Una nuova riforma per il lavoro in otto punti

Serve una nuova riforma del lavoro in Italia che segni un cambio di passo e di prospettiva rispetto alle misure chiave introdotte negli ultimi anni: dobbiamo concentrare tutte le nostre professionalità e risorse verso la promozione del lavoro. Per far questo servono misure e interventi che promuovano un nuovo decreto con al centro le politiche attive. Ecco gli otto punti guida proposti dal giuslavorista Francesco Rotondi:

* Abolizione del reddito di cittadinanza e introduzione del reddito per il lavoro. La nuova misura di sostegno al reddito sarà destinata prioritariamente all’inserimento nel mondo del lavoro delle persone senza occupazione, con meccanismi semplici e immediati e che prevede il coinvolgimento dei Centri per l’impiego e le Agenzie per il lavoro private. Revoca del reddito per il lavoro alla prima rinuncia di (a) un posto di lavoro o di (a) un corso di qualificazione professionale finalizzato all’inserimento lavorativo. Stabilire un limite di età oltre il quale riconoscere la misura. Basta giovani con il reddito di cittadinanza. Reintrodurre l’assegno di ricollocazione come strumento di politiche attive.

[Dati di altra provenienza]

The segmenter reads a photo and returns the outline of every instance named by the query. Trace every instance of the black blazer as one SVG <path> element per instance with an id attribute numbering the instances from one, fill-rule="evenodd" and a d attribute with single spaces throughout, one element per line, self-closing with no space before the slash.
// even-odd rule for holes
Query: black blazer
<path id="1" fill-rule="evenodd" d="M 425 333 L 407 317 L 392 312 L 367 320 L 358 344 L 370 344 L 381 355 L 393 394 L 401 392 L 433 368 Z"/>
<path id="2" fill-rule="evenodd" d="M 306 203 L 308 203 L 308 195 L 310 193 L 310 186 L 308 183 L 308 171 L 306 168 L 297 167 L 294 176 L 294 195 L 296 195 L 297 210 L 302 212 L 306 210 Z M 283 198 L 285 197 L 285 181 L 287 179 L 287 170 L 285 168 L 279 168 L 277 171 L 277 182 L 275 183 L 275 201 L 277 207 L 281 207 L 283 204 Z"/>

* Semplificazione dei contratti a tempo determinato e in somministrazione. Rivedere le norme sul contratto a termine e della somministrazione nella direzione già tratteggiata nella prima versione del Jobs act che alla prova dei fatti aveva “vinto” nell’individuare questo modello come un valido strumento di accesso al mercato del lavoro. Reintroduzione della a-causalità, riportare la durata massima a 36 mesi, rimandare alla contrattazione collettiva i limiti quantitativi di utilizzo. Reintrodurre incentivi alla stabilizzazione del rapporto di lavoro.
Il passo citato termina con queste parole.